The crisis threatens many sectors, starting with the tourism industry. With 2.5 million travelers each year, the industry is already anticipating a 30 to 40% drop in Chinese tourist visits this year, particularly in the Paris region, Burgundy (Bourgogne) and the French Riviera. But travelers from other geographical areas will also be affected. According to some estimates, this drop in visits could cost our country up to 2 billion euros in tourism revenues. The ability of public authorities to anticipate this shock will be decisive in limiting the impact on the real economy...

Very concrete consequences for companies

Since the financial crisis of 2008, the financial markets have not experienced such panic. The multiplication of cases of coronavirus in the world has gradually depleted investor confidence in the trading rooms, with losses recorded around 12-13% since February 24 on Wall Street and the major European stock markets. Christian Parisot, chief economist at Aurel BGC, rightly explained a few days ago that the coronavirus was now a shock to the economy, given the upcoming decline in corporate earnings.

Progressively, several large companies have published estimates of the costs of this epidemic on their business. Schneider Electric anticipates a ”negative impact of 300 million euros” on its first quarter revenues. The French household appliances giant Seb expects a loss of 250 million euros in sales in the first quarter of 2020. This is also the case for the world's number two water and waste management company Suez, which estimates its losses at 30 to 40 million euros. And the phenomenon is still in its infancy: the deputy president of Medef, Patrick Martin, said last week that the real challenge was the ”duration of the disruptions”: there is such an interweaving of economies, such a weight of subcontracting that it will take months to get the system back up and running without a hitch.

The coronavirus: an unexpected game changer

It would be as long as it is pointless to list all the consequences that a prolonged crisis could cause: stockpiling, violent market stabilization, shortages, etc. Faced with these different scenarios, companies are already taking action. Some pharmaceutical companies, particularly those with a presence in China, have already announced that they are considering relocating their production in order to guarantee the delivery of their products in the event of a crisis.
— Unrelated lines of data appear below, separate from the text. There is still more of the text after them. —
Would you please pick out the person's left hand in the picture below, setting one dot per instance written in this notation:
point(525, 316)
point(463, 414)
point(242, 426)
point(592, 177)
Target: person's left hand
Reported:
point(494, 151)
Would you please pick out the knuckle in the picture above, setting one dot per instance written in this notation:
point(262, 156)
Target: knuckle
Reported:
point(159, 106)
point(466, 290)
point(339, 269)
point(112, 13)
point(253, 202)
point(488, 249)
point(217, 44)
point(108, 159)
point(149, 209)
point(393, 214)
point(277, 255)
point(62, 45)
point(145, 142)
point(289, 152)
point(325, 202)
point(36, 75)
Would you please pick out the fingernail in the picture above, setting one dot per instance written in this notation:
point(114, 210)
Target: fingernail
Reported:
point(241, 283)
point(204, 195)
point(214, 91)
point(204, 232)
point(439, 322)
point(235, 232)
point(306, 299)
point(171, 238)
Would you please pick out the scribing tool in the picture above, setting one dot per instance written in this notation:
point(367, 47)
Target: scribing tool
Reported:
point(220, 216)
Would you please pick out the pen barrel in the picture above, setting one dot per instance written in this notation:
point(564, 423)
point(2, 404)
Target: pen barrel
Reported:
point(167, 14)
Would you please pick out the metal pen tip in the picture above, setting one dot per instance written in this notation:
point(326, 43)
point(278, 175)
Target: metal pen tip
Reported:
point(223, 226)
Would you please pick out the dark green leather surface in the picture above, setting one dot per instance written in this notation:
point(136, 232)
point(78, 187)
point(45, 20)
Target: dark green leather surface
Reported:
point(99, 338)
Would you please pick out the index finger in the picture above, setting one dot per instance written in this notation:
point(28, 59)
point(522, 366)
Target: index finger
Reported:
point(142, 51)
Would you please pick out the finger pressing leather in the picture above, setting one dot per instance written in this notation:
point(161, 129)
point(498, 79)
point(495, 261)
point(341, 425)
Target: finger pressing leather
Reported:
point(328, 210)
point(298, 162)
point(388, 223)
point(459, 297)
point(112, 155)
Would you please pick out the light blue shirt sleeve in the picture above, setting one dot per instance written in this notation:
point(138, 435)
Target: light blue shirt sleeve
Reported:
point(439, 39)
The video game industry, on the other hand, which is very present in Asia, is redoubling its efforts to relocate some of its long-awaited products. Coronavirus has become a systemic risk and also does not affect small and medium-sized businesses and ETIs.
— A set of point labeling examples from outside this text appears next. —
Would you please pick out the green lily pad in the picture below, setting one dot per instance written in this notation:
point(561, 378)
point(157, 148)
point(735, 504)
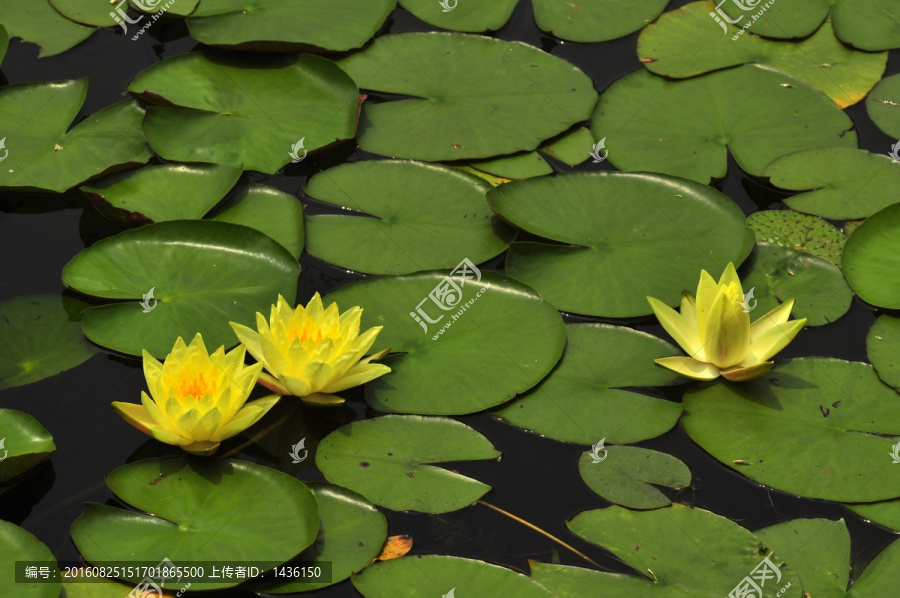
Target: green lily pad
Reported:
point(289, 26)
point(447, 576)
point(668, 47)
point(203, 275)
point(407, 217)
point(42, 337)
point(24, 443)
point(800, 232)
point(846, 183)
point(871, 259)
point(870, 25)
point(273, 212)
point(883, 105)
point(210, 521)
point(248, 110)
point(352, 533)
point(160, 193)
point(474, 97)
point(623, 476)
point(687, 128)
point(457, 352)
point(387, 459)
point(777, 274)
point(815, 427)
point(883, 348)
point(585, 398)
point(37, 22)
point(682, 551)
point(16, 544)
point(42, 156)
point(656, 234)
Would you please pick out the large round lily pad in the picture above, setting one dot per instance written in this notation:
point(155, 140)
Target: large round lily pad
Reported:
point(213, 518)
point(883, 105)
point(16, 544)
point(459, 343)
point(682, 551)
point(845, 183)
point(668, 47)
point(34, 118)
point(245, 110)
point(24, 443)
point(37, 22)
point(472, 96)
point(687, 128)
point(407, 216)
point(814, 427)
point(203, 275)
point(448, 576)
point(387, 459)
point(41, 338)
point(351, 534)
point(871, 259)
point(655, 236)
point(288, 25)
point(588, 397)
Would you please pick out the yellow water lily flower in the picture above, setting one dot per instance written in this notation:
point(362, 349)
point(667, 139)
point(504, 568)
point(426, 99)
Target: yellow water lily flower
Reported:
point(198, 400)
point(715, 330)
point(311, 351)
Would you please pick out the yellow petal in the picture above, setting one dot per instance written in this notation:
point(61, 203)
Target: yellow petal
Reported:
point(676, 326)
point(689, 368)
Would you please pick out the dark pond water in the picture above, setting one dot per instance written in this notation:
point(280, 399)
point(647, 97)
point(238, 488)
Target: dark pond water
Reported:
point(536, 479)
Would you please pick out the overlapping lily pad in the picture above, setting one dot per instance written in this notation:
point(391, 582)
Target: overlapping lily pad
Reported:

Beyond these crisis adaptations, pressed by the urgency of the situation, the idea of relocating certain activities over the longer term is beginning to merge and make its way. The extreme supply tensions that are crippling the electronics industry are leading some companies to consider reorienting their production strategies. Distributors and manufacturers had already adapted by building up stocks after the first few cases. Now, they are reducing their dependence on China, chosen primarily for production costs, by setting up shop elsewhere.
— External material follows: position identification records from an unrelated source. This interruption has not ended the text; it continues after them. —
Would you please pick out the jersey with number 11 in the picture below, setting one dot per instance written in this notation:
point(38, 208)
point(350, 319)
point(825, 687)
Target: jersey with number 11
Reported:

No doubt, other industrial sectors will follow. Of course, the adaptation of value chains will not happen quickly, nor without cost. But faced with a phenomenon of such magnitude, economic players have no choice but to adjust their strategies and visions, by integrating new parameters. For anticipation requires true flexibility, in order to be able to take into account all the events, and even more so, the unpredictable ones. Given the inherent weaknesses of a very deeply globalized economy, where strong interdependencies act as transmission belts for exogenous shocks, adaptation still remains the key.